GaussianVideo: Efficient Video Representation via Hierarchical Gaussian Splatting (2501.04782v1)

Abstract: Efficient neural representations for dynamic video scenes are critical for applications ranging from video compression to interactive simulations. Yet, existing methods often face challenges related to high memory usage, lengthy training times, and temporal consistency. To address these issues, we introduce a novel neural video representation that combines 3D Gaussian splatting with continuous camera motion modeling. By leveraging Neural ODEs, our approach learns smooth camera trajectories while maintaining an explicit 3D scene representation through Gaussians. Additionally, we introduce a spatiotemporal hierarchical learning strategy, progressively refining spatial and temporal features to enhance reconstruction quality and accelerate convergence. This memory-efficient approach achieves high-quality rendering at impressive speeds. Experimental results show that our hierarchical learning, combined with robust camera motion modeling, captures complex dynamic scenes with strong temporal consistency, achieving state-of-the-art performance across diverse video datasets in both high- and low-motion scenarios.

• The paper introduces a B-spline-based motion representation that ensures smooth camera trajectories and improved temporal consistency.
• It employs a hierarchical learning strategy to progressively refine spatial and temporal features, enhancing reconstruction quality and memory efficiency.
• It integrates Neural ODEs for adaptive camera motion modeling, achieving a PSNR improvement from 29.36 to 44.21 while lowering computational resource requirements.

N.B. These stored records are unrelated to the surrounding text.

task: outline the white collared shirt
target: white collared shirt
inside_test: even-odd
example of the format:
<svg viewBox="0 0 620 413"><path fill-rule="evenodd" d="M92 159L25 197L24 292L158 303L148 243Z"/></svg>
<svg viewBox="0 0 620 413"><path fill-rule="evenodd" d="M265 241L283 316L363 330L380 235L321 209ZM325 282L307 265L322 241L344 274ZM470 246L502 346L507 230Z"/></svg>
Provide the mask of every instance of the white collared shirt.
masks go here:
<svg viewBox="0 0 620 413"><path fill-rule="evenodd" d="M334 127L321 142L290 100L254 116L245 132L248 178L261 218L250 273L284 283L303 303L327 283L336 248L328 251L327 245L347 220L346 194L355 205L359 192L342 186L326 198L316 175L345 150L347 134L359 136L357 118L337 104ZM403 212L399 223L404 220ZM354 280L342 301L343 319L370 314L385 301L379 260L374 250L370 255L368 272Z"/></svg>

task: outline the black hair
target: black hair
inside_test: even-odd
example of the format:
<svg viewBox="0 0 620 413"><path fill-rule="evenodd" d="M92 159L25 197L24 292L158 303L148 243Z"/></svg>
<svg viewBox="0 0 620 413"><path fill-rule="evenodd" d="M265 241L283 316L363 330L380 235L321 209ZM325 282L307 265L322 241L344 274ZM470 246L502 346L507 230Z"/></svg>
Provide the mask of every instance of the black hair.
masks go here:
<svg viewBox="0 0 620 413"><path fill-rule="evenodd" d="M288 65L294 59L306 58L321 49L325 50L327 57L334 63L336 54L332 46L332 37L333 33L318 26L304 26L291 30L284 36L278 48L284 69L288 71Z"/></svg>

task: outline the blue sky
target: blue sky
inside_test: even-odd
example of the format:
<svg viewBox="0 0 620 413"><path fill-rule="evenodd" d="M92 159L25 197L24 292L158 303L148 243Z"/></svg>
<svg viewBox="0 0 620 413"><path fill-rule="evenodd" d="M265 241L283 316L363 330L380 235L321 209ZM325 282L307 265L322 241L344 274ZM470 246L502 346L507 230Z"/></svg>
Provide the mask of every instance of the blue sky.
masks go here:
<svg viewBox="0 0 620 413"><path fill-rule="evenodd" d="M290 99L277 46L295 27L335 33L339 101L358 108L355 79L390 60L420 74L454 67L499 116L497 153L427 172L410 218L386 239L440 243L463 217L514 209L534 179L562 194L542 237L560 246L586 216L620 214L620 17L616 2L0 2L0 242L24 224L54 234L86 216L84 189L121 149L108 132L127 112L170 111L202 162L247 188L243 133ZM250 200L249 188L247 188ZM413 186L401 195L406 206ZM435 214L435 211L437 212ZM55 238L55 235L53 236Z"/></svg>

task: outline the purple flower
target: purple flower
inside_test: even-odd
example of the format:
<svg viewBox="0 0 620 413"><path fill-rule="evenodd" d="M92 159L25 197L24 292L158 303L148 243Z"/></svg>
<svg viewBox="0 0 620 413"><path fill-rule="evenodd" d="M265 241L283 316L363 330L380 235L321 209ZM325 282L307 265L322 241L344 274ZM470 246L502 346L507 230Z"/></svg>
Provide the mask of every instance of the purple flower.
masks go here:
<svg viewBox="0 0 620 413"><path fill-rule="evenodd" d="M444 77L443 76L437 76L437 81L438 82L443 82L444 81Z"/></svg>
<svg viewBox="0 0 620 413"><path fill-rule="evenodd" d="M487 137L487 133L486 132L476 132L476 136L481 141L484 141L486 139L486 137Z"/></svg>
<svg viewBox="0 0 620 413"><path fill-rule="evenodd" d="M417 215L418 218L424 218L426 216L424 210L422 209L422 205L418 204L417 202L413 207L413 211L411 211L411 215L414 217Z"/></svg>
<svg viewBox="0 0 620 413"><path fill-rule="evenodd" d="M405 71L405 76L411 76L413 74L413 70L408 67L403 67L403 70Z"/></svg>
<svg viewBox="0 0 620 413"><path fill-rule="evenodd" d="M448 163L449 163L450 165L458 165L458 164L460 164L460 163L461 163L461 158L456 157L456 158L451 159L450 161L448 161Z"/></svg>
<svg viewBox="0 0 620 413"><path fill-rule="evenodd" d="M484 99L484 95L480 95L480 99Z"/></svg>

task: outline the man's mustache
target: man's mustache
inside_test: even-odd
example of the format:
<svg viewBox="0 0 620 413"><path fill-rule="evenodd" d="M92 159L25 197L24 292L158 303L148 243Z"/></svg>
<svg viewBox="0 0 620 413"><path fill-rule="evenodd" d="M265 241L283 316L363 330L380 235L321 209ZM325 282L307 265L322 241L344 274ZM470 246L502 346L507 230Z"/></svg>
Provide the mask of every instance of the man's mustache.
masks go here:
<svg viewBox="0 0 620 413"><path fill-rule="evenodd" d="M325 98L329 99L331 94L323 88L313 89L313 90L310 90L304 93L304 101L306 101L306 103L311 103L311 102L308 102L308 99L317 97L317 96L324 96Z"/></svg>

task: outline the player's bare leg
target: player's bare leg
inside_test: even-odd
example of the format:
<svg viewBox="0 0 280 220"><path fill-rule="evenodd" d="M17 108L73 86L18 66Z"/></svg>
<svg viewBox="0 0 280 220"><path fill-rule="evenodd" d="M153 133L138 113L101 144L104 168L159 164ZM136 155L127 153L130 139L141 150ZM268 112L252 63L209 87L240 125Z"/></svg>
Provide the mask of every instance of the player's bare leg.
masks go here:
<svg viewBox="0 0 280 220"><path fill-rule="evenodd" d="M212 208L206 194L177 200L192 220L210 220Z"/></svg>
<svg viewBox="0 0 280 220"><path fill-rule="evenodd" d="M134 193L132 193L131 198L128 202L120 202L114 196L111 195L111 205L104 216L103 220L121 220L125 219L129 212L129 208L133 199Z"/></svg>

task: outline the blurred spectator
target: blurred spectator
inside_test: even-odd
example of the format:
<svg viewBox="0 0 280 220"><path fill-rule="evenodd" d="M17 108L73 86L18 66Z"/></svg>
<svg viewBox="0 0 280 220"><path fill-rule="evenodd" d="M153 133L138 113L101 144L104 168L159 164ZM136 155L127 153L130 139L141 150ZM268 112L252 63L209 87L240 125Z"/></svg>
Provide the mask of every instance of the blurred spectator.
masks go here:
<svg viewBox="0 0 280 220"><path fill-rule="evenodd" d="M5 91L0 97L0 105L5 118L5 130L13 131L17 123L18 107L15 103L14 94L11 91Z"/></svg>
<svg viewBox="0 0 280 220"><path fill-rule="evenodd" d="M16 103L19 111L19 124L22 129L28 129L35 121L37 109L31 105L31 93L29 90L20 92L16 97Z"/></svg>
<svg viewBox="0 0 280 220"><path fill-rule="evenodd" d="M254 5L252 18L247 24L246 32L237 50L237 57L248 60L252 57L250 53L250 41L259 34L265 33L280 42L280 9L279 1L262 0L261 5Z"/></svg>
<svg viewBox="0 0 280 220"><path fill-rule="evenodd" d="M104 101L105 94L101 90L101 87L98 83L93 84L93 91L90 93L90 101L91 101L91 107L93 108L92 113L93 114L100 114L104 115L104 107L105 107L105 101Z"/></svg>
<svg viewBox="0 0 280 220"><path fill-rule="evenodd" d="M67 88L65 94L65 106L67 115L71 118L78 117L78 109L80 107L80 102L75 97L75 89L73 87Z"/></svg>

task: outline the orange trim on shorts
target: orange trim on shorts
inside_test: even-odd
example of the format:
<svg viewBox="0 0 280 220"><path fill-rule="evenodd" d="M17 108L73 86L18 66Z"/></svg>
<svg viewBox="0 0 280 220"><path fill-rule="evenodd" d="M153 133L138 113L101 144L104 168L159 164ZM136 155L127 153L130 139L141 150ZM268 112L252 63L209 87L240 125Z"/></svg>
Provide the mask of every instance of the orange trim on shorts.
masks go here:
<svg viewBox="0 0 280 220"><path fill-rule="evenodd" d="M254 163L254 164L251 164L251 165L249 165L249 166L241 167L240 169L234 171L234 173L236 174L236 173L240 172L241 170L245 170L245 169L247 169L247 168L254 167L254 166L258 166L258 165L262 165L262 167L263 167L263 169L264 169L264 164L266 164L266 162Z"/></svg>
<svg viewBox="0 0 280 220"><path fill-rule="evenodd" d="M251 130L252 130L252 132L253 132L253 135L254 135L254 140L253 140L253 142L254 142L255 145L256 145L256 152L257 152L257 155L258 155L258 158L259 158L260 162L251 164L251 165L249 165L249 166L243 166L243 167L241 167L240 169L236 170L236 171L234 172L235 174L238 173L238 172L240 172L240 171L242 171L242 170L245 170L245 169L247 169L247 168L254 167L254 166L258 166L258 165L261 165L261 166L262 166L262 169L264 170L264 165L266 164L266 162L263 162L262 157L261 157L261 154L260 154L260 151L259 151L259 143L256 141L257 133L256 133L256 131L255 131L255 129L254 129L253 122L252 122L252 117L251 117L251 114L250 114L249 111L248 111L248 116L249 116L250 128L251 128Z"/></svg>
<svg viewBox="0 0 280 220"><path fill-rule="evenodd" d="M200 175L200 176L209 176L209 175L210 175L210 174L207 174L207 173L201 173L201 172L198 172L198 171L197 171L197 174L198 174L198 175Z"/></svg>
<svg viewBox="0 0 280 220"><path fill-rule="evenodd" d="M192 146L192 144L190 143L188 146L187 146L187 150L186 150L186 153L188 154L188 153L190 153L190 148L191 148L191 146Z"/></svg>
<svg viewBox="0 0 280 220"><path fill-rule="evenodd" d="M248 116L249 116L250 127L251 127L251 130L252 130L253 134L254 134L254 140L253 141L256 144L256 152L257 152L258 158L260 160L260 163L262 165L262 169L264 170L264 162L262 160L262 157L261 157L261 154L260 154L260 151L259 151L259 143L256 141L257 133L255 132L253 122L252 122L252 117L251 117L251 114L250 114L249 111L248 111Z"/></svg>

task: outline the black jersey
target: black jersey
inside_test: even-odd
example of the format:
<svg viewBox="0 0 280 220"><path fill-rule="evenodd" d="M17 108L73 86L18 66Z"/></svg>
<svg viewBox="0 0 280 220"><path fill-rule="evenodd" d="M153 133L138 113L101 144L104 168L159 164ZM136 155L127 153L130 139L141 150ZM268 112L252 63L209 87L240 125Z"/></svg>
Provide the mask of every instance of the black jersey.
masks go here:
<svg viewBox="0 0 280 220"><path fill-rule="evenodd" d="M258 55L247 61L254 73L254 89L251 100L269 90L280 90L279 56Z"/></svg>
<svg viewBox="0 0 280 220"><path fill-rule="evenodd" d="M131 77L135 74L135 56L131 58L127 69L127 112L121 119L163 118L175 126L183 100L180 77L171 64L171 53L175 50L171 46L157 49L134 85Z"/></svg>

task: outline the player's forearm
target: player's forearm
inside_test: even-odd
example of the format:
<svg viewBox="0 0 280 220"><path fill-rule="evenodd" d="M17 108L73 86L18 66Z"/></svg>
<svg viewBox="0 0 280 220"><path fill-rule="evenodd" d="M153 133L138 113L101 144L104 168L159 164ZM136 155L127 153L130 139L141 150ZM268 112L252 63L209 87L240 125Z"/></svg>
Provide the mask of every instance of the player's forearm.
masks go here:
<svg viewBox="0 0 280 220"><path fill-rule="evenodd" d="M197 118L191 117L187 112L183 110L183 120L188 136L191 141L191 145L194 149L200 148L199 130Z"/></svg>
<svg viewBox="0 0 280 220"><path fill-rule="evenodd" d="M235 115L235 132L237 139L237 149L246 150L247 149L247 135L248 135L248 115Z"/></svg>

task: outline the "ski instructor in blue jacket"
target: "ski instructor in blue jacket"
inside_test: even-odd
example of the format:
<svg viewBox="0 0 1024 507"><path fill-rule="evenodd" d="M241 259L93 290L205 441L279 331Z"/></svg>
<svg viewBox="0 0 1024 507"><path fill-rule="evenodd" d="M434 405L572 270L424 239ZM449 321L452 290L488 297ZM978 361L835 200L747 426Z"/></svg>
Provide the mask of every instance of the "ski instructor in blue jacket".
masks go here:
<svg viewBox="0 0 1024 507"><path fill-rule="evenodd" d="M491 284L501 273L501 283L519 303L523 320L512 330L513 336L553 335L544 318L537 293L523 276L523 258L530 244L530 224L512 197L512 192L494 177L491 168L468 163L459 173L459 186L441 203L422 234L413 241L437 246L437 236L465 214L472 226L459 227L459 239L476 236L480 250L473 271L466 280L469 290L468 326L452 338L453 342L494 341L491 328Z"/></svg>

Overview of GaussianVideo: Efficient Video Representation via Hierarchical Gaussian Splatting

This paper introduces a novel approach to video representation called GaussianVideo, which leverages hierarchical Gaussian splatting to model dynamic video scenes efficiently. The method is positioned as a solution to traditional video representation challenges such as high memory usage, lengthy training times, and lack of temporal consistency. By providing continuous scene representation and learning smooth camera trajectories, GaussianVideo is both a theoretical and practical advancement in video compression and interactive simulation applications.

Key Contributions

The core contributions of the research include:

1. B-Spline-Based Motion Representation: GaussianVideo introduces a B-spline-based motion representation that facilitates smooth and stable modeling of motion trajectories within scenes. This approach ensures temporal consistency while allowing for nuanced local variations and contrasts sharply with other methods that suffer from overfitting or instability due to polynomial motion modeling.
2. Hierarchical Learning Strategy: The paper proposes a hierarchical learning strategy to refine spatial and temporal features progressively. This strategy enables the model to capture finer details with enhanced reconstruction quality, improving both convergence speed and memory efficiency compared to existing techniques.
3. Camera Motion Modeling with Neural ODEs: The integration of Neural ODEs in GaussianVideo represents a significant departure from approaches that rely on precomputed camera parameters, such as those derived using COLMAP. This model improves adaptability to varying capture setups and further decreases dependency on external tools.

Experimental Analysis

The empirical results demonstrate that GaussianVideo achieves state-of-the-art performance on prevalent video datasets, including DL3DV and DAVIS. Notably, the approach yields a peak signal-to-noise ratio (PSNR) of 44.21, outperforming existing methods such as NeRV with a PSNR of 29.36 on comparable metrics, highlighting a 50.6% improvement. Moreover, GaussianVideo's ability to train with lower computational resources has been established, making it a compelling choice for memory-constrained environments.

Implications and Future Directions

From a practical standpoint, GaussianVideo has vast implications for any domain requiring efficient and high-quality video representation. The methodology is particularly robust for streaming platforms, special effects studios, and virtual reality applications, where high temporal consistency and reduced computational load are essential. Theoretically, the approach proposes an evolution in video representation paradigms, suggesting that traditional pixels may well be substituted by continuous neural representations without loss of fidelity and with substantial gains in flexibility.

The research opens several promising avenues for future exploration. Extensions of this work could investigate the incorporation of non-uniform rational B-splines (NURBS) to offer even greater motion complexity capture. Additionally, optimizing GaussianVideo for real-time applications or exploring its utility in unsupervised domains are exciting prospects.

In conclusion, GaussianVideo stands as a robust, efficient, and adaptive framework that pushes the boundaries of video representation by leveraging hierarchical Gaussian splatting to address longstanding challenges in the field, reflecting both theoretical innovation and practical utility.